UF: No way. [laughs] The great thing was they all fit in one place. Maybe they had a good time, a safer time. Now we have all these other things, all these other places, and it’s okay. Maybe it’s more boring now, but I’m not sure if it’s necessarily worse.

GB: Are you going to sell your works directly to auction?

UF: No, but I do think that’s interesting. It’s not an idea that just landed from outer space: Why not work with an auction house rather than a dealer? Maybe the auction house actually takes better care of your shit? Maybe it makes sure your stuff is nicely photographed and looks good?

GB: Did the Hirst sale really break taboos?

UF: I think it was taboo-breaking for dealers. Did you find any artists complaining who don’t already complain all day long about everything? No. But have you ever met a dealer who thought it was okay? Well, you maybe. It’s still the art world. It’s meant to be extreme. It’s supposed to stand for liberty or whatever but really it’s an extremely conservative environment. Why does everyone wear jeans? Because it’s practical. To say something is taboo-breaking is to assume you have a clear image of the quality of a dealer. But there are certain dealers who always work this way. There is really no difference to how they work and how an auction house works. What I think is more interesting is that the dealer can be a mediator between the world and the artist, someone who inspires and helps someone to see something differently. The dealer creates something.

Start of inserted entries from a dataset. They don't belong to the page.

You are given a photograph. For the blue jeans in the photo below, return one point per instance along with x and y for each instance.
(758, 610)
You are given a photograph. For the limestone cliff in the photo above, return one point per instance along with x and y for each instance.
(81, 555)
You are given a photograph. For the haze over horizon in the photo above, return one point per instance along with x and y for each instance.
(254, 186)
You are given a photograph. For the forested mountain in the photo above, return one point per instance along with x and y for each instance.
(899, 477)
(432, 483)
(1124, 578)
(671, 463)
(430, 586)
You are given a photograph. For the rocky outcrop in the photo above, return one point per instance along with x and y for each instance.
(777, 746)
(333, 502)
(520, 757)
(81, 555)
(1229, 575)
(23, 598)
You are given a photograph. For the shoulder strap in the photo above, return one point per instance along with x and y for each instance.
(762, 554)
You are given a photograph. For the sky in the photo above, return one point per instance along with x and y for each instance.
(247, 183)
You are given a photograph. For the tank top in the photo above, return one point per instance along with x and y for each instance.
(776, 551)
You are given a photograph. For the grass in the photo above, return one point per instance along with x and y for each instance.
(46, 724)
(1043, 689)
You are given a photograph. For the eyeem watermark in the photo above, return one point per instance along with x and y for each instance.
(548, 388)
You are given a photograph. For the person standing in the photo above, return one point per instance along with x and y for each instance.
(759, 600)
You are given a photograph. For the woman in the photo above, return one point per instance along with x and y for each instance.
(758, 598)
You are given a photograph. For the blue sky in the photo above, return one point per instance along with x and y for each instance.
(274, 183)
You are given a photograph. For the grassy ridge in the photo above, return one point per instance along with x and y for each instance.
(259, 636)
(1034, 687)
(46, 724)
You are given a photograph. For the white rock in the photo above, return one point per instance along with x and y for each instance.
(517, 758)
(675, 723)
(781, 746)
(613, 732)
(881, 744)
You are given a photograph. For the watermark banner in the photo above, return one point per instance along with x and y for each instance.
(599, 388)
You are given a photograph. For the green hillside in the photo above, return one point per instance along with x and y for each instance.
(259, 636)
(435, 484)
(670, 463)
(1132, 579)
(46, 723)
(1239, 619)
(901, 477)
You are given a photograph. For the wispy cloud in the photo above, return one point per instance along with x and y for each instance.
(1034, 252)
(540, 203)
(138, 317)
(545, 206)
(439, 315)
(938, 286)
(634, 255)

GB: Do you think about a piece you make being around in 200 years or 2,000 years?

UF: I could see the works just living in reproductions. The work lives on like fantasy. Some live even better as just an image.

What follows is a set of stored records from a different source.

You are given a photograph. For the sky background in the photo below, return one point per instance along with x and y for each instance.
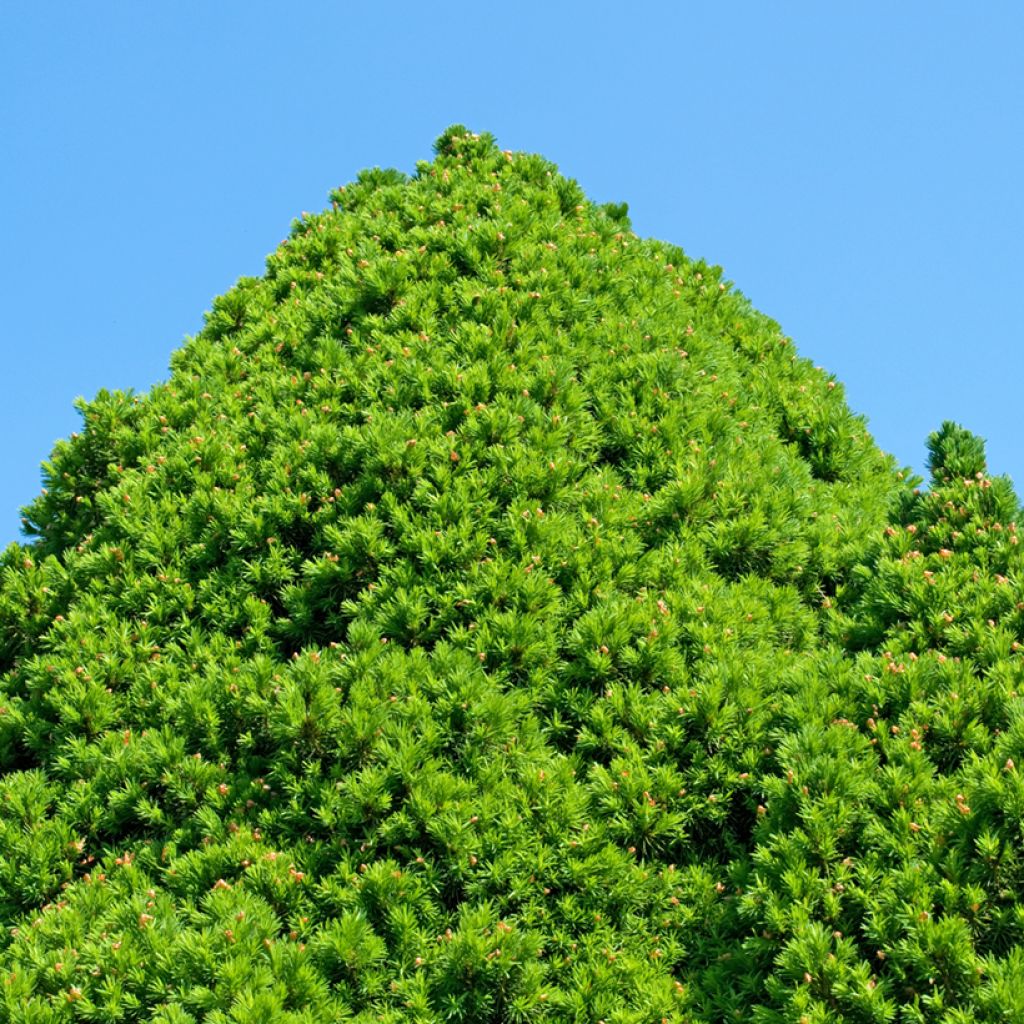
(855, 168)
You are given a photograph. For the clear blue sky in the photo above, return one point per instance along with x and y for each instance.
(856, 169)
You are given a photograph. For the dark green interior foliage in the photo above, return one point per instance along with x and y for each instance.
(494, 620)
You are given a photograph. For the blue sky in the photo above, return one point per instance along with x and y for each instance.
(855, 168)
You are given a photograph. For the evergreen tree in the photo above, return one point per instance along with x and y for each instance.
(494, 620)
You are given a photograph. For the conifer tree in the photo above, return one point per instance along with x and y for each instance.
(492, 619)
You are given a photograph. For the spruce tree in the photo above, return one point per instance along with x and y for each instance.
(493, 619)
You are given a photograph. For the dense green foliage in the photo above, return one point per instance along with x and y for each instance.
(493, 620)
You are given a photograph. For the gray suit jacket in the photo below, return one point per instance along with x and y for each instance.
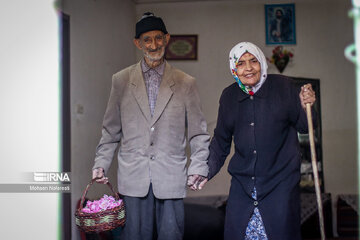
(152, 149)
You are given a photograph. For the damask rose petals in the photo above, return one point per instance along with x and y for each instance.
(104, 203)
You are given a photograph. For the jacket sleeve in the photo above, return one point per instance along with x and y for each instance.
(198, 136)
(221, 141)
(111, 131)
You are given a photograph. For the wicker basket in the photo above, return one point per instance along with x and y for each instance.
(101, 221)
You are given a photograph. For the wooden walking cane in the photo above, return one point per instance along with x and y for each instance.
(315, 170)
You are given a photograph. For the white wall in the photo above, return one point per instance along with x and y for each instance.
(101, 35)
(323, 30)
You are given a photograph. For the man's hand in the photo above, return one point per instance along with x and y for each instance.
(196, 182)
(99, 173)
(307, 95)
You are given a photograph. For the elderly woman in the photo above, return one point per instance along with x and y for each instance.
(263, 114)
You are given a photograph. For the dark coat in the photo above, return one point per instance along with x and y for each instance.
(267, 155)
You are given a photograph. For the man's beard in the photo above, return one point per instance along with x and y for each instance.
(157, 57)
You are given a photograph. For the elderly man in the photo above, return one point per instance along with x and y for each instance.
(151, 106)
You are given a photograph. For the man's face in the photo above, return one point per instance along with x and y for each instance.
(153, 44)
(248, 69)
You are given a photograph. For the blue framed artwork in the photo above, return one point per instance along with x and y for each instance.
(280, 24)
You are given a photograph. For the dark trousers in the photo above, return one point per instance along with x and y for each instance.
(149, 218)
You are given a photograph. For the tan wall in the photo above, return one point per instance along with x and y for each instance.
(323, 30)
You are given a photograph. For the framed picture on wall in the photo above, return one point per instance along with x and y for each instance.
(182, 47)
(280, 24)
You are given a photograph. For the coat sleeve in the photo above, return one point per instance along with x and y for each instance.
(221, 141)
(111, 131)
(198, 136)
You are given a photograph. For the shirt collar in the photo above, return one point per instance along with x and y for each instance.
(159, 69)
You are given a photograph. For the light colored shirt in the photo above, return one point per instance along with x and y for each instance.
(152, 78)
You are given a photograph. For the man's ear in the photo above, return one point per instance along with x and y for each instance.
(167, 38)
(137, 43)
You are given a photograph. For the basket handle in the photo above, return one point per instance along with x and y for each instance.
(87, 189)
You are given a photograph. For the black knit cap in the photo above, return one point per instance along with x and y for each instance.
(149, 22)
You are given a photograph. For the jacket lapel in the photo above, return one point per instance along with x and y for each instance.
(164, 94)
(139, 91)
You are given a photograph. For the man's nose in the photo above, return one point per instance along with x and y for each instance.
(153, 45)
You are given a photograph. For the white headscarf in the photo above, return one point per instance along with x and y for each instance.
(236, 53)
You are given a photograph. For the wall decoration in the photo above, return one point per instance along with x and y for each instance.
(280, 24)
(281, 57)
(182, 47)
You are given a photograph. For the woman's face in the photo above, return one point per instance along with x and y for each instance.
(248, 69)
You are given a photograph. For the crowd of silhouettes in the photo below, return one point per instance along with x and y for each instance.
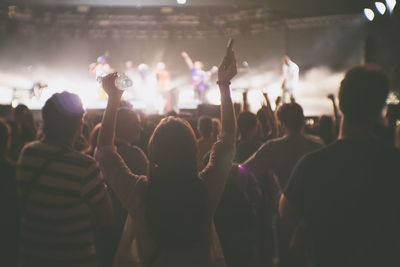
(270, 188)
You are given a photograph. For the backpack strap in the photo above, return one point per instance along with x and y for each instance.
(37, 174)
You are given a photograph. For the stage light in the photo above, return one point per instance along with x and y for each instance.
(369, 14)
(390, 4)
(380, 7)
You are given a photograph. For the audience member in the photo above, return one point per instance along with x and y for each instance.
(278, 157)
(127, 132)
(174, 205)
(248, 142)
(206, 140)
(64, 201)
(24, 130)
(8, 200)
(343, 199)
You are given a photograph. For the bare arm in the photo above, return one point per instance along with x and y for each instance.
(286, 211)
(188, 60)
(107, 130)
(270, 116)
(331, 97)
(226, 71)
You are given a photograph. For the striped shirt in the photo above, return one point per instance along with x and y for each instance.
(56, 221)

GB: So what are you going to do in a year’s time, when it’s all melted down, every bank’s gone bust, and there are no more galleries or collectors?

UF: I think for art, it wouldn’t be bad, actually.

GB: Art presumably will go on?

UF: Art always goes on. It could use a makeover . . .

GB: A little clean out? A good colonic?

UF: There aren’t many spiritual values now in art.
GB: Do you ever worry about your footprint?

UF: Yeah. The whole art world is being filled with all these fairs and flying all that crap in crates all over the world in planes. Jesus.

GB: We’ve got a big footprint here, too.

UF: Then I think we’ve all got to become poets.